Y tal vez sea por lo mucho que me he dado al alcohol en los últimos meses, pero en ese instante te veo y me asalta el ferviente deseo de beberme esa mirada hasta no dejar ni una sola gota, para que así ni Weasley ni ningún otro puedan disfrutar del espectáculo que es tenerte delante y naufragar en tus ojos.
—¿Malfoy? —dices, demasiado sorprendida como para reaccionar. Te quedas ahí, sosteniendo la puerta, mientras yo aguardo en sepulcral silencio con copos de nieve derritiéndose sobre mi pelo y en mis hombros—. ¿Qué haces aquí?
Sigo ante ti y apenas puedo moverme. Porque nunca serás una mujer flagrantemente atractiva. Jamás tendrás clase ni grandes riquezas. No ansiarás alcanzar la cima del poder, ni dejarás de dividir el mundo en blanco y negro, y tampoco me mirarás dos veces a mí porque un pobretón torpe y patético como Weasley es el tipo de hombre que quieres en tu vida.
Eres todo lo que nunca debí haber deseado.
Eres todo cuanto siempre he querido.
Pero eso, por supuesto, no te lo he dicho, ni lo haré bajo ninguna circunstancia. En su lugar, te llamaría sangre sucia y ratón de biblioteca millones de veces, sintiendo las palabras escocer como heridas bajo la sal al escapárseme entre los dientes. Te recordaría lo mucho que te odio sin vacilar, y créeme cuando afirmo que no me temblaría la voz.

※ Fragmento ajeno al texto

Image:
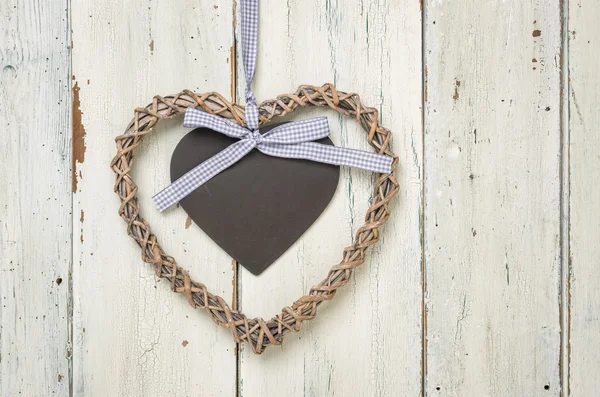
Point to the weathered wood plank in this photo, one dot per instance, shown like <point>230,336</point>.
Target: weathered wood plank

Podría hacerlo ahora, de hecho. Señalarte cuál es tu verdadero lugar en el mundo. Decirte lo tonta que eres al pensar que el bien ha triunfado para siempre y que todos vosotros estáis a salvo; lo ridícula que resultas cada vez que me miras en el Ministerio como si pudieras leer en mí algo que ha pasado desapercibido para el resto de la gente, incluyéndome a mí mismo; lo patética que eres cuando quieres salvarnos, cuando quieres salvarme, como si yo pudiera desear tu ayuda. Como si no te odiara un poco más en cada ocasión en la que demuestras ser mejor que yo.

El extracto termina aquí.